Implicit Coscheduling: Coordinated Scheduling with Implicit
Information in Distributed Systems
Implicit Coscheduling: Coordinated Scheduling with Implicit
Information in Distributed Systems
In this thesis, we formalize the concept of an
implicitly-controlled system, also referred to as an implicit
system. In an implicit system, cooperating components do not
explicitly contact other components for control or state information;
instead, components infer remote state by observing naturally-occurring
local events and their corresponding implicit information, i.e.,
information available outside of a defined interface. Many systems,
particularly in distributed and networked environments, have leveraged
implicit control to simplify the implementation of services with
autonomous components.
To concretely demonstrate the advantages of implicit control, we propose
and implement implicit coscheduling, an algorithm for dynamically
coordinating the time-sharing of communicating processes across
distributed machines. Coordinated scheduling, required for
communicating processes to leverage the recent performance improvements
of switch-based networks and low overhead protocols, has traditionally
been achieved with explicit coscheduling. However, implementations of
explicit coscheduling often suffer from multiple failure points, high
context-switch overheads, and poor interaction with client-server,
interactive, and I/O-intensive jobs.
Implicit coscheduling supports not only traditional parallel applications
on Networks of Workstations, but also general-purpose workloads. By
observing and reacting to implicit information (e.g., the round-trip time of
request-response messages), processes across the system make independent
decisions that coordinate their scheduling in a fair and efficient manner.

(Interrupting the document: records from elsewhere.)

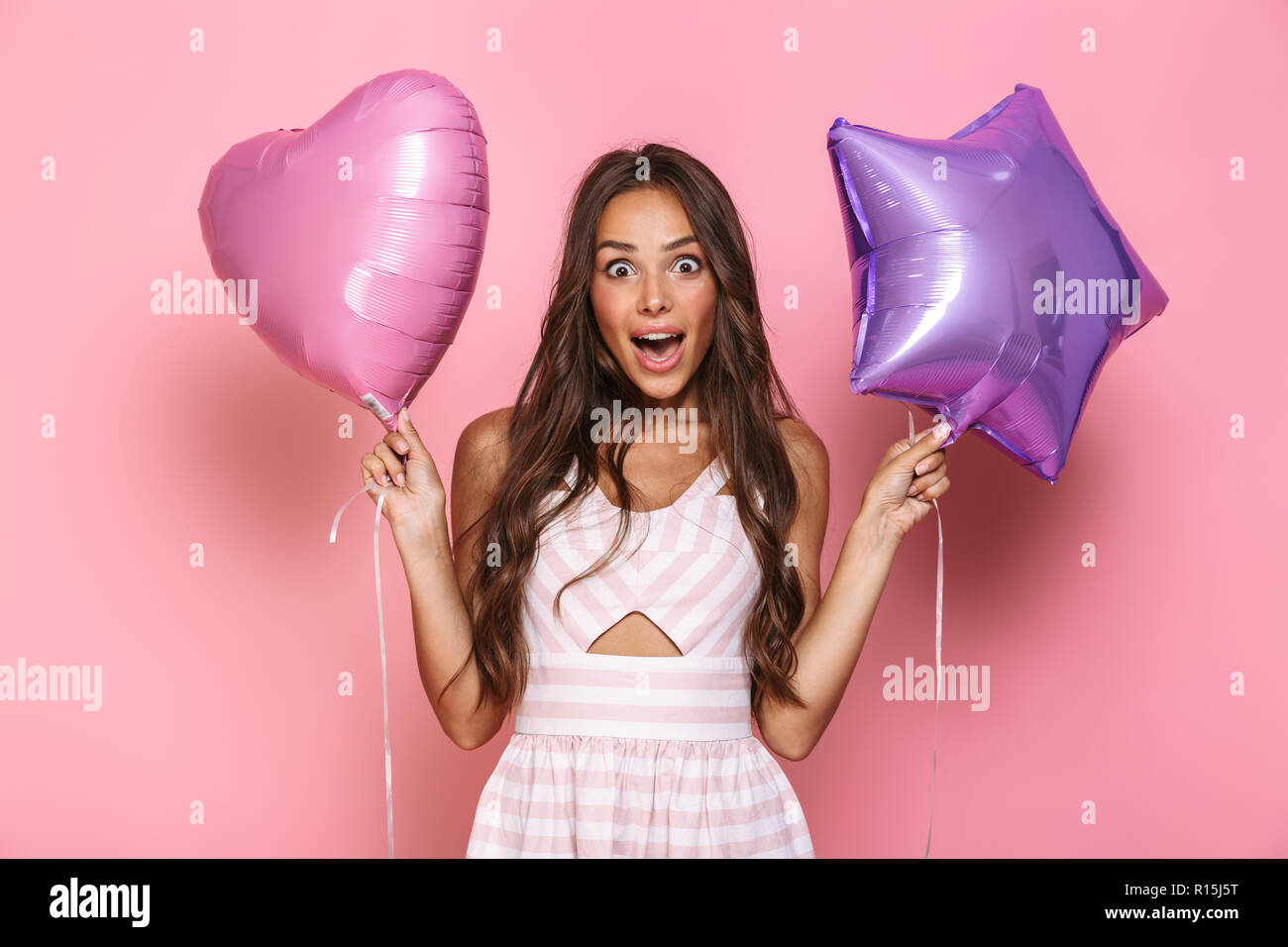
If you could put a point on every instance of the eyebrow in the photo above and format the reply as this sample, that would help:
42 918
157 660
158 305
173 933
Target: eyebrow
631 248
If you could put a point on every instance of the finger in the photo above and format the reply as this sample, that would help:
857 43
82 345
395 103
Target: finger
393 463
931 463
416 447
905 444
932 489
922 449
397 442
374 471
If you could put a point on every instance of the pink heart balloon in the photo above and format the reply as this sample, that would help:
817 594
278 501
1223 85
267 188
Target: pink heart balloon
362 234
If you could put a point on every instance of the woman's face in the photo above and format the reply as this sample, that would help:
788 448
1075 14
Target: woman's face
653 294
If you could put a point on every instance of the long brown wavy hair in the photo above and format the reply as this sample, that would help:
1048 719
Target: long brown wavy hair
575 372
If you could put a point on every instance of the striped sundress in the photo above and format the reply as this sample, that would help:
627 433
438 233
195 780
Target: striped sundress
625 757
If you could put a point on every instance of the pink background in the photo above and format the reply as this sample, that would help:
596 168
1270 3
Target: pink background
1108 684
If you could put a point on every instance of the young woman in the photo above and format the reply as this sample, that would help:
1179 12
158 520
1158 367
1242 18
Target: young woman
638 595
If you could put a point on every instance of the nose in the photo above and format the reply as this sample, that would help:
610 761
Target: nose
652 295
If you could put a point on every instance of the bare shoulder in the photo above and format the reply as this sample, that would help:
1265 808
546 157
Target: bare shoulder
806 451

The principle component of implicit coscheduling is conditional
two-phase waiting, a generalization of traditional two-phase waiting in
which spin-time is only partially determined before the process begins
waiting and may be conditionally increased depending upon events that occur
while the process spins. A second important component is a fair and
preemptive local operating system scheduler.

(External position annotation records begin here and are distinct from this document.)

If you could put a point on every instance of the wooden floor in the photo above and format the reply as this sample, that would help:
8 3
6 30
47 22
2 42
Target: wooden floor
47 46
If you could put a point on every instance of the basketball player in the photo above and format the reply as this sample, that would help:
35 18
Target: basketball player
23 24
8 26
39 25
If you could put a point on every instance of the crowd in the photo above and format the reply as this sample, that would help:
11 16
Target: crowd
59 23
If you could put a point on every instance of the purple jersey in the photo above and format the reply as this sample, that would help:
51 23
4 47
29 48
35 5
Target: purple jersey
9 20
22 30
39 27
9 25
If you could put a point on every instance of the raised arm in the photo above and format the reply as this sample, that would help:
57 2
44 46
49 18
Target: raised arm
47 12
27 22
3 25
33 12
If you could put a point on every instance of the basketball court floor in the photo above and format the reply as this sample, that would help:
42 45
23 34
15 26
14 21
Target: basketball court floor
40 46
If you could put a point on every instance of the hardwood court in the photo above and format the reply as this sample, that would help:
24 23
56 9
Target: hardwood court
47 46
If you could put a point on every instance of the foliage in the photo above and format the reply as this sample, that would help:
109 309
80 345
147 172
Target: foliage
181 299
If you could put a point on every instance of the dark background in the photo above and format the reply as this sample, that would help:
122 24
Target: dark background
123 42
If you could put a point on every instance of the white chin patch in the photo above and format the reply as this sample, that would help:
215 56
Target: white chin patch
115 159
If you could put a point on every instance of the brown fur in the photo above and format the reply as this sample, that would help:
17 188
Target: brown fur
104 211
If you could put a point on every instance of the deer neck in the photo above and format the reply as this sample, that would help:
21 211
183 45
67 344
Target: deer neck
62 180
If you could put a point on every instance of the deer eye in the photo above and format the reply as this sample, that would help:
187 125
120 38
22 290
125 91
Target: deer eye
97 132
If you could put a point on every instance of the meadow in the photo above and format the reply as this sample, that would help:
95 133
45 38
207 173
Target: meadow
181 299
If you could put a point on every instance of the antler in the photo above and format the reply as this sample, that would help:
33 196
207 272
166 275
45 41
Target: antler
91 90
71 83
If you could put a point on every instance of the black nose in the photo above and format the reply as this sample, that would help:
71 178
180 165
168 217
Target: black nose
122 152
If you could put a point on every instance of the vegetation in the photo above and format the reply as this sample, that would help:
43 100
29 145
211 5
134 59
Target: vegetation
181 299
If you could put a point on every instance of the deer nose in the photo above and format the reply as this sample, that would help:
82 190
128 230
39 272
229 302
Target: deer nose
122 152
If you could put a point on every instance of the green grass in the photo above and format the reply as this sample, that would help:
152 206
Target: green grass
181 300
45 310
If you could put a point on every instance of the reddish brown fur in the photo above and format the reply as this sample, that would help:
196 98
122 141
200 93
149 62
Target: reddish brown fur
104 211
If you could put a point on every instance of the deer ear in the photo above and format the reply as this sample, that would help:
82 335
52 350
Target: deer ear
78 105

With simple models and analysis, we derive the appropriate baseline and
conditional spin amounts for the waiting algorithm as a function of
system parameters. We show through simulation and an implementation on
a cluster of 32 workstations that implicit coscheduling efficiently and
fairly handles competing applications with a wide range of communication
characteristics. We predict that most well-behaved parallel applications
will perform within 15% of ideal explicit coscheduling.